Tuesday, January 19, 2010

Millionaire's Row to Skid Row



One of the many great tragedies that has befallen Cleveland is the fate of its Euclid Avenuie - the Victorian Millionaire's Row that once boasted more millionaifre's than New York's Fifth Avenue.

From its inception until Worl War I, Euclid Avenue boasted some of the largest city residences in all of North America.  Nor expense was spared, and the lavishness of the lifestyles of rich and famous was mind boggling.  Remember, before teh Rockefellers discovered New York, they dominated Cleveland.

But the Avenue went into a steep decline in the 1920s and by the 1960s it was simply a place you drove through and hoped you didn't need to stop.
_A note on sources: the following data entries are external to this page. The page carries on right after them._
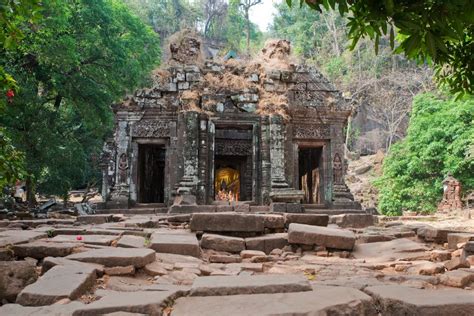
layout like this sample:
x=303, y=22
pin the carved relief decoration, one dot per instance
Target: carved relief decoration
x=311, y=131
x=151, y=128
x=233, y=147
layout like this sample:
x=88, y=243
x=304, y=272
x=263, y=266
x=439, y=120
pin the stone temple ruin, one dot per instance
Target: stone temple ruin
x=207, y=133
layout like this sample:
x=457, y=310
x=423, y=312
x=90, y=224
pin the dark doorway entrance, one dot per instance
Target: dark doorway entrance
x=151, y=165
x=230, y=177
x=310, y=174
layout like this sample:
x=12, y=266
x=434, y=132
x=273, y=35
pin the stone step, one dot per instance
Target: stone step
x=227, y=222
x=67, y=281
x=181, y=244
x=403, y=300
x=40, y=249
x=255, y=284
x=322, y=301
x=322, y=236
x=113, y=257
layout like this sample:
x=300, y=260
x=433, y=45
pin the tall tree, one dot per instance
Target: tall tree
x=72, y=66
x=437, y=31
x=247, y=5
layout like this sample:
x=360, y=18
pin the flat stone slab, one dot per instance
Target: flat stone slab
x=114, y=257
x=13, y=237
x=403, y=300
x=353, y=220
x=385, y=251
x=255, y=284
x=267, y=242
x=322, y=236
x=222, y=243
x=60, y=282
x=456, y=238
x=324, y=300
x=181, y=244
x=101, y=240
x=227, y=222
x=144, y=302
x=130, y=241
x=58, y=309
x=41, y=249
x=307, y=219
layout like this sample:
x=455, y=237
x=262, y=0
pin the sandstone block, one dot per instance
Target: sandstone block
x=112, y=257
x=267, y=242
x=130, y=241
x=222, y=243
x=322, y=236
x=40, y=249
x=307, y=219
x=321, y=301
x=235, y=285
x=14, y=277
x=353, y=220
x=227, y=222
x=177, y=243
x=58, y=283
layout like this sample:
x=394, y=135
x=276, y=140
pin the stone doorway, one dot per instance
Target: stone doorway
x=151, y=173
x=310, y=174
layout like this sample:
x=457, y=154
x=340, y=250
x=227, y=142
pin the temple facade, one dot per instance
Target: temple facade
x=207, y=132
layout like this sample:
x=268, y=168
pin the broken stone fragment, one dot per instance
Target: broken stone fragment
x=222, y=243
x=321, y=236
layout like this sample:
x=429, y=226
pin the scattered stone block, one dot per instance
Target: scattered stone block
x=353, y=220
x=457, y=278
x=267, y=242
x=120, y=270
x=14, y=277
x=440, y=255
x=60, y=282
x=273, y=221
x=322, y=236
x=130, y=241
x=224, y=259
x=246, y=254
x=456, y=238
x=176, y=243
x=397, y=249
x=222, y=243
x=321, y=301
x=404, y=300
x=144, y=302
x=307, y=219
x=227, y=222
x=100, y=240
x=456, y=263
x=39, y=249
x=235, y=285
x=112, y=257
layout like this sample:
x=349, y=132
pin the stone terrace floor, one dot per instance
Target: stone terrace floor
x=237, y=264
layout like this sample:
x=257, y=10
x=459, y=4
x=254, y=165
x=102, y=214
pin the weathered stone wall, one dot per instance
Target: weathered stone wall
x=283, y=105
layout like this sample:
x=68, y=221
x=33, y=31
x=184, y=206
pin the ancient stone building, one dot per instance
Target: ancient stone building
x=268, y=132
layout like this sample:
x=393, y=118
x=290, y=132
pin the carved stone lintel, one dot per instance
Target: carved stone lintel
x=151, y=128
x=311, y=132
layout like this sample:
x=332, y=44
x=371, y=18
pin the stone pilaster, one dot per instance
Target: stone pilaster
x=280, y=190
x=186, y=191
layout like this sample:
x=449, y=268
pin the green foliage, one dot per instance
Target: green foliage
x=77, y=61
x=432, y=30
x=438, y=141
x=11, y=161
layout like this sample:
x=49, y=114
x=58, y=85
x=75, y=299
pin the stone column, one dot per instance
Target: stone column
x=280, y=190
x=121, y=192
x=186, y=192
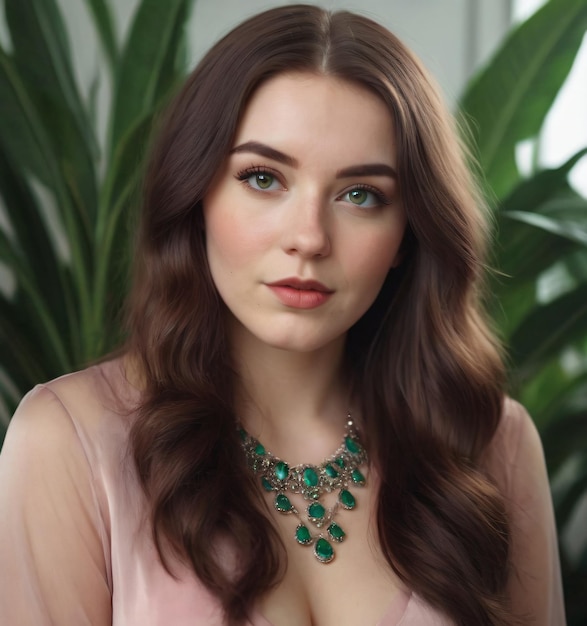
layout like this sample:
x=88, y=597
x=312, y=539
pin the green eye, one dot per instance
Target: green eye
x=264, y=181
x=358, y=196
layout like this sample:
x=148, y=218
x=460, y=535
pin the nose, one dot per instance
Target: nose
x=307, y=229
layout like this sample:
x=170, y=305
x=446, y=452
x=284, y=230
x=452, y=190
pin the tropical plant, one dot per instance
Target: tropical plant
x=67, y=198
x=540, y=289
x=67, y=194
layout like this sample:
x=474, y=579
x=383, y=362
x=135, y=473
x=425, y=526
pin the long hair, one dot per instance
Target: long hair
x=425, y=367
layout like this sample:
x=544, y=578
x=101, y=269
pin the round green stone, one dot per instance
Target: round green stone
x=358, y=477
x=281, y=470
x=330, y=471
x=316, y=511
x=323, y=551
x=282, y=503
x=336, y=532
x=310, y=477
x=303, y=535
x=347, y=499
x=352, y=446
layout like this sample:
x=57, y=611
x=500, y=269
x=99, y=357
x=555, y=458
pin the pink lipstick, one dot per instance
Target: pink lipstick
x=300, y=294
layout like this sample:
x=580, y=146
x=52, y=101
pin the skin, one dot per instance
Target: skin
x=308, y=192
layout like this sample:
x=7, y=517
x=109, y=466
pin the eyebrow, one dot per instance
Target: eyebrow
x=368, y=169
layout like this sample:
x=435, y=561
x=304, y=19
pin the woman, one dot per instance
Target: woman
x=308, y=423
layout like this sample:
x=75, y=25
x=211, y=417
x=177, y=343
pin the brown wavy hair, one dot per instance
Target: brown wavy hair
x=425, y=367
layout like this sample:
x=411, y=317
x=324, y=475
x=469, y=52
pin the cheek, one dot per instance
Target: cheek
x=232, y=241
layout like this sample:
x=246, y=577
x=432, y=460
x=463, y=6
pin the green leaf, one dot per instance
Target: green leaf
x=42, y=58
x=509, y=99
x=541, y=187
x=575, y=232
x=100, y=9
x=25, y=140
x=531, y=242
x=145, y=64
x=33, y=241
x=548, y=329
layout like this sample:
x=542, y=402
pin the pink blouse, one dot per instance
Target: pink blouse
x=75, y=548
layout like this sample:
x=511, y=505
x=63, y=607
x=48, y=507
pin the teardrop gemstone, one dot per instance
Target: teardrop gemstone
x=347, y=499
x=303, y=535
x=358, y=477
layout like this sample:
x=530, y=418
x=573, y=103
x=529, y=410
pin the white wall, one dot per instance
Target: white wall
x=451, y=36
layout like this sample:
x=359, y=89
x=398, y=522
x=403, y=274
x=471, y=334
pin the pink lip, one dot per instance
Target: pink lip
x=300, y=294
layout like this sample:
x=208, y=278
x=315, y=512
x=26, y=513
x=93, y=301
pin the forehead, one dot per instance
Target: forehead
x=302, y=111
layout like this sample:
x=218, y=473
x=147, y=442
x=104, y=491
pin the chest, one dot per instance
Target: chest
x=357, y=587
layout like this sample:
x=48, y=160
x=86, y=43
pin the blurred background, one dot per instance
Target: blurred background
x=81, y=82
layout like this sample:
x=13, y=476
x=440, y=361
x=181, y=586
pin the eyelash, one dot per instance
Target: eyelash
x=245, y=174
x=379, y=195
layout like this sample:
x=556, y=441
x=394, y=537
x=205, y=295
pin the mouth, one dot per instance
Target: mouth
x=295, y=293
x=301, y=285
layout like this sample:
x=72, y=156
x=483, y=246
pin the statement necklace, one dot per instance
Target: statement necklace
x=338, y=472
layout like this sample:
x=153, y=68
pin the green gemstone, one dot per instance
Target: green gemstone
x=323, y=551
x=358, y=477
x=316, y=511
x=281, y=470
x=282, y=503
x=347, y=499
x=310, y=477
x=330, y=471
x=336, y=532
x=352, y=446
x=303, y=535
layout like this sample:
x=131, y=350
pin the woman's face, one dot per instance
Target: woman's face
x=305, y=220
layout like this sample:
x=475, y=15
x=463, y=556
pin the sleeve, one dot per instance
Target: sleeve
x=535, y=579
x=53, y=563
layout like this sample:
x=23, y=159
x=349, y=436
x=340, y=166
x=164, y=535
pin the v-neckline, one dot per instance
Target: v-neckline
x=392, y=617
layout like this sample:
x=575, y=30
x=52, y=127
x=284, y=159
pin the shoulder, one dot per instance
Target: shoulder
x=515, y=450
x=87, y=410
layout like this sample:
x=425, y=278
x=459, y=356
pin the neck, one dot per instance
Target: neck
x=295, y=403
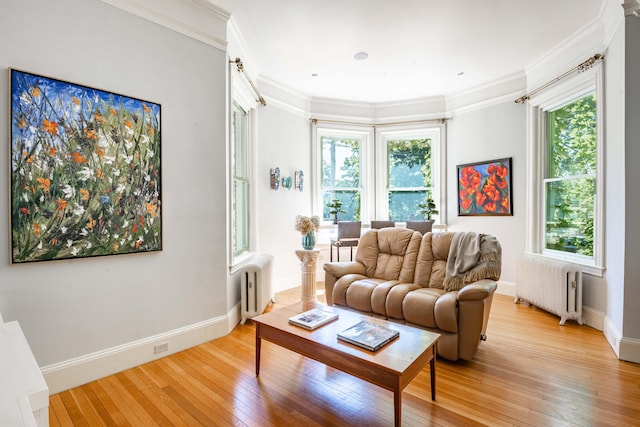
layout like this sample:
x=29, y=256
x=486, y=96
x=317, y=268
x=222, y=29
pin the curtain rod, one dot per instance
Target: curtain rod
x=579, y=68
x=440, y=120
x=240, y=67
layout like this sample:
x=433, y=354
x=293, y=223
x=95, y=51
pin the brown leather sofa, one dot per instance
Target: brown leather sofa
x=403, y=276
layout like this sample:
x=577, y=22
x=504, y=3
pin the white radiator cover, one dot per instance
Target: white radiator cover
x=255, y=286
x=550, y=284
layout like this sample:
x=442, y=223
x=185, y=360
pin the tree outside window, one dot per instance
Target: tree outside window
x=341, y=171
x=409, y=177
x=569, y=184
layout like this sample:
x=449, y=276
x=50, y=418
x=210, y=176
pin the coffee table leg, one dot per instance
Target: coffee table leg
x=432, y=368
x=397, y=406
x=258, y=344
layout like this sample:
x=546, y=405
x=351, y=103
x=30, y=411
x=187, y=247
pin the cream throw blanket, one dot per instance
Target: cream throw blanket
x=472, y=256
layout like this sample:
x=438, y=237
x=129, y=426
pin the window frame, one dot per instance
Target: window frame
x=383, y=135
x=374, y=174
x=245, y=179
x=346, y=132
x=551, y=99
x=240, y=93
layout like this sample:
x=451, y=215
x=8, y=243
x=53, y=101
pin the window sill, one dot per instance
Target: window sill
x=587, y=268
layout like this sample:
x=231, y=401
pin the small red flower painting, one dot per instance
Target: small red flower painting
x=484, y=188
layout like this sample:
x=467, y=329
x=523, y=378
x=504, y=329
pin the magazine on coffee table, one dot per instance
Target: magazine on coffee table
x=313, y=319
x=368, y=335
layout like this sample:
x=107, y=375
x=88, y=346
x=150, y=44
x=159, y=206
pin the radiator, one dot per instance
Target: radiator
x=255, y=286
x=552, y=285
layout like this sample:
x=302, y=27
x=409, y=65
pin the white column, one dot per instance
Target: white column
x=308, y=260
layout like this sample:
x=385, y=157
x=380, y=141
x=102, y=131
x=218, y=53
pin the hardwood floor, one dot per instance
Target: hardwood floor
x=530, y=372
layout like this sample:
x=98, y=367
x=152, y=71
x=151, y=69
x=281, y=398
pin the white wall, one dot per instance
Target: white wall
x=492, y=132
x=631, y=328
x=613, y=297
x=73, y=308
x=284, y=142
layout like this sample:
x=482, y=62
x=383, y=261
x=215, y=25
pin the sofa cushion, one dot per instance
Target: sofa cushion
x=396, y=296
x=339, y=293
x=389, y=253
x=369, y=295
x=431, y=262
x=432, y=308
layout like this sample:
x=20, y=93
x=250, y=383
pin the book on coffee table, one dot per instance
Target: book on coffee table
x=368, y=335
x=313, y=318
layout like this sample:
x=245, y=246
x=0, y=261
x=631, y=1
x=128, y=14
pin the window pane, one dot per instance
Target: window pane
x=569, y=217
x=241, y=216
x=350, y=204
x=572, y=132
x=340, y=163
x=409, y=177
x=239, y=139
x=409, y=163
x=403, y=205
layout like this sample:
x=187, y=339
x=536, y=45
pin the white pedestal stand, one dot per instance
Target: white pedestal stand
x=308, y=260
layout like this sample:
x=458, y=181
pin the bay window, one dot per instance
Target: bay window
x=565, y=172
x=377, y=173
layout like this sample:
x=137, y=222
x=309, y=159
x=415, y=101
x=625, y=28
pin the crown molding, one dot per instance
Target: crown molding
x=198, y=19
x=631, y=8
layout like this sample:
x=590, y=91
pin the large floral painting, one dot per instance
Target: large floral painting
x=484, y=188
x=85, y=171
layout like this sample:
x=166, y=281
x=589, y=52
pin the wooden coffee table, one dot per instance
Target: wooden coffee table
x=392, y=367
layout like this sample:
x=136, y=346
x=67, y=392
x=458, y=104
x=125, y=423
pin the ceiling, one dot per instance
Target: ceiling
x=416, y=48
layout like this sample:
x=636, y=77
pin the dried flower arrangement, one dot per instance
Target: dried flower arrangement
x=305, y=224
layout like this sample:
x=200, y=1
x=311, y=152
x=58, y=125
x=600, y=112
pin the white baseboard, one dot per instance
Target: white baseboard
x=629, y=350
x=81, y=370
x=625, y=348
x=506, y=288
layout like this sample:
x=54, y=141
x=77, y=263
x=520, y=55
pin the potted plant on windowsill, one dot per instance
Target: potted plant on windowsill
x=335, y=207
x=427, y=209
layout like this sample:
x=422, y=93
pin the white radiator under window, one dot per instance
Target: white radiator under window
x=550, y=284
x=255, y=286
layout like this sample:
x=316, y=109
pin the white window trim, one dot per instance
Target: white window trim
x=366, y=177
x=240, y=93
x=550, y=99
x=383, y=135
x=374, y=176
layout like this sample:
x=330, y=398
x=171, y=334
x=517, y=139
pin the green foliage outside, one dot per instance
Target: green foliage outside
x=341, y=178
x=570, y=183
x=409, y=177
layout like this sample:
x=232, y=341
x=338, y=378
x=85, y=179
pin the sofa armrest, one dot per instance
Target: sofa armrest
x=477, y=290
x=339, y=269
x=335, y=270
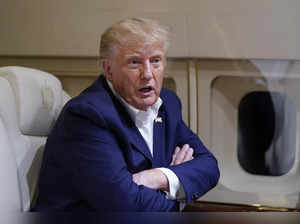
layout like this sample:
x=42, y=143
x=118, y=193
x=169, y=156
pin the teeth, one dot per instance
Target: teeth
x=146, y=89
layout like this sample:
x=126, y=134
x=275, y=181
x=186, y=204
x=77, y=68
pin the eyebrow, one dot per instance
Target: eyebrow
x=135, y=55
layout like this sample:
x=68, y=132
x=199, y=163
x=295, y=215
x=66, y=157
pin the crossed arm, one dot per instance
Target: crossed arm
x=155, y=178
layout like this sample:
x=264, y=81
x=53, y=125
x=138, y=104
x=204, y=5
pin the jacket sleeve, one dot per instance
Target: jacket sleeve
x=100, y=174
x=200, y=174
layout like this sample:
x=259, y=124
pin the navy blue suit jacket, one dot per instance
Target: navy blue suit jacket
x=95, y=147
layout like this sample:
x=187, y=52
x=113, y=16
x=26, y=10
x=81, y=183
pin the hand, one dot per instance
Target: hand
x=152, y=178
x=182, y=155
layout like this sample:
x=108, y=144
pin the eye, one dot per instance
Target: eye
x=134, y=62
x=155, y=60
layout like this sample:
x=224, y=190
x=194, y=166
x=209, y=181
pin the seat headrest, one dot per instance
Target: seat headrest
x=39, y=98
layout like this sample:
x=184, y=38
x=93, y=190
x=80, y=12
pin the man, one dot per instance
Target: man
x=122, y=145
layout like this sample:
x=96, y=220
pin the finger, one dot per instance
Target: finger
x=181, y=154
x=189, y=155
x=177, y=149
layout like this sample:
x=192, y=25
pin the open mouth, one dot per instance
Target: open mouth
x=146, y=89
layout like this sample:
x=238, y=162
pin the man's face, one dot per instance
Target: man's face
x=136, y=73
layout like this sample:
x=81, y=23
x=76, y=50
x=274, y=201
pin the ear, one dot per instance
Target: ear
x=106, y=68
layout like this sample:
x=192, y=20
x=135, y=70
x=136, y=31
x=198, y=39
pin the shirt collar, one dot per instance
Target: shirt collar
x=139, y=116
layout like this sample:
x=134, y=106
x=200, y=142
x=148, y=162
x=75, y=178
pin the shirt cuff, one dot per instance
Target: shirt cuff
x=176, y=190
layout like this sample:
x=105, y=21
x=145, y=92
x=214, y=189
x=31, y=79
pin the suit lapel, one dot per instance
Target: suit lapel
x=159, y=153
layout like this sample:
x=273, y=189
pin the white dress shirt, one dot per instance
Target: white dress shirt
x=144, y=122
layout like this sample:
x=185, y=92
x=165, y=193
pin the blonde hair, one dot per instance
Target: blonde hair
x=137, y=30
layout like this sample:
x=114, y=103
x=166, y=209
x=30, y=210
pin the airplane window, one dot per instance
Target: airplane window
x=266, y=133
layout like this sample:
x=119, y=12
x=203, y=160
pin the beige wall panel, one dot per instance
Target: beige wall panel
x=78, y=73
x=246, y=29
x=59, y=28
x=177, y=70
x=202, y=28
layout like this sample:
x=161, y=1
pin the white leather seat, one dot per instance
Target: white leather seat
x=30, y=101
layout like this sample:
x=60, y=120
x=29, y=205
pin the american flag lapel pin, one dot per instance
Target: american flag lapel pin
x=158, y=120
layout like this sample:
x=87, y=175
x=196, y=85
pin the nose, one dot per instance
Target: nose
x=147, y=71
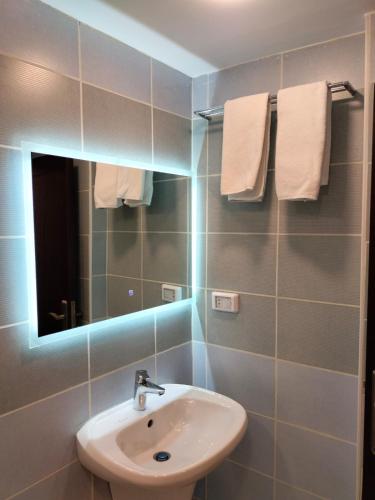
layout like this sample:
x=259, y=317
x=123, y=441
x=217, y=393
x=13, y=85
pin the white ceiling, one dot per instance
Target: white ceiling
x=200, y=36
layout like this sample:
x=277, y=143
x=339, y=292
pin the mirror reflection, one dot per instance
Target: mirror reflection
x=109, y=240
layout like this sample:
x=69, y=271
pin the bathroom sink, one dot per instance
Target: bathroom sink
x=162, y=451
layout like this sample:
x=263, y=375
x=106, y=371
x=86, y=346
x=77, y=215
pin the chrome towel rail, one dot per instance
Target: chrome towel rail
x=210, y=113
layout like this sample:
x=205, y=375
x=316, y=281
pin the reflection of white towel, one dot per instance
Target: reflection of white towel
x=105, y=190
x=246, y=133
x=148, y=189
x=130, y=183
x=303, y=141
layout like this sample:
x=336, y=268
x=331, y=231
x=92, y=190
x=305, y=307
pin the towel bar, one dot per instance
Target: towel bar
x=210, y=113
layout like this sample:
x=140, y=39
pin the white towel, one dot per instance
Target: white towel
x=246, y=133
x=303, y=142
x=130, y=183
x=148, y=190
x=105, y=190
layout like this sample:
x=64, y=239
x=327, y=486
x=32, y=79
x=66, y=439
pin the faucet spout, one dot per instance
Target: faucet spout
x=143, y=386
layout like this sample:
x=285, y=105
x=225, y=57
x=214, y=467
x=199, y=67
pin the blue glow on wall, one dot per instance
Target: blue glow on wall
x=27, y=149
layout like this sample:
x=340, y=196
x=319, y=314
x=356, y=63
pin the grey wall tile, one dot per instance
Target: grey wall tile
x=256, y=449
x=84, y=212
x=215, y=146
x=44, y=113
x=173, y=327
x=250, y=78
x=199, y=353
x=331, y=342
x=110, y=64
x=284, y=492
x=152, y=295
x=244, y=377
x=242, y=262
x=347, y=130
x=172, y=140
x=317, y=399
x=124, y=218
x=101, y=490
x=45, y=36
x=124, y=295
x=225, y=216
x=165, y=257
x=338, y=209
x=99, y=297
x=40, y=439
x=251, y=329
x=116, y=125
x=84, y=285
x=69, y=483
x=316, y=463
x=199, y=316
x=232, y=481
x=175, y=366
x=13, y=294
x=99, y=253
x=115, y=346
x=83, y=174
x=199, y=146
x=84, y=262
x=169, y=209
x=199, y=93
x=32, y=374
x=117, y=387
x=124, y=254
x=334, y=61
x=325, y=268
x=171, y=89
x=11, y=194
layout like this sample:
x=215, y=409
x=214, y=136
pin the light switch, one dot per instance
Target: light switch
x=226, y=302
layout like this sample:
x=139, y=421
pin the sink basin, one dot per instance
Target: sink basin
x=194, y=428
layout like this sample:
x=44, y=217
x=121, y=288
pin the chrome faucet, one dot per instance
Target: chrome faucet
x=142, y=386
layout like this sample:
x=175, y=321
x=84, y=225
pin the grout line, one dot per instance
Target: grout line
x=273, y=358
x=319, y=433
x=36, y=402
x=275, y=54
x=45, y=478
x=80, y=84
x=15, y=148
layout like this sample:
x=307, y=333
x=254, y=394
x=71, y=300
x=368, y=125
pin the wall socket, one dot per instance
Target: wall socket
x=171, y=293
x=226, y=302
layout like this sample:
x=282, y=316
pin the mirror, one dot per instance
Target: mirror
x=109, y=240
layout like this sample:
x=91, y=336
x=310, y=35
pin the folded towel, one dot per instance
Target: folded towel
x=245, y=147
x=303, y=141
x=105, y=190
x=130, y=183
x=148, y=189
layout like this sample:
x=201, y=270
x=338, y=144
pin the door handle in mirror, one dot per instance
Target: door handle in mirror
x=56, y=316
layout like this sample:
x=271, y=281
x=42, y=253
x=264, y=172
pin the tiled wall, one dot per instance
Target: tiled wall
x=291, y=355
x=94, y=95
x=149, y=246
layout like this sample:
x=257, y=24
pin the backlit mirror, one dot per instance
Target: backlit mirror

This image is especially sad. 

Taken in 1966 (and purloined from the Cleveland Memory Project's Clay Herrick Slide Collection) this image shows the former colonial revival home Cleveland Attorney Andrew Squire primed for demolition for construction of a lodge hall.  The house - which looks an awful lot like Twelve Oaks after the Yankees got done with it - had spent part of its life as the headquarters of the Cleveland office of the American Red Cross and as a smörgåsbord type restaurant after the Squires moved to the Heights and places on the far east side.  I'm not sure whose stone home was to its west, but I can tell you that when it was built it was gray - the blacking of the stones is the result of 50 years of air pollution on the pourouse stone blocks.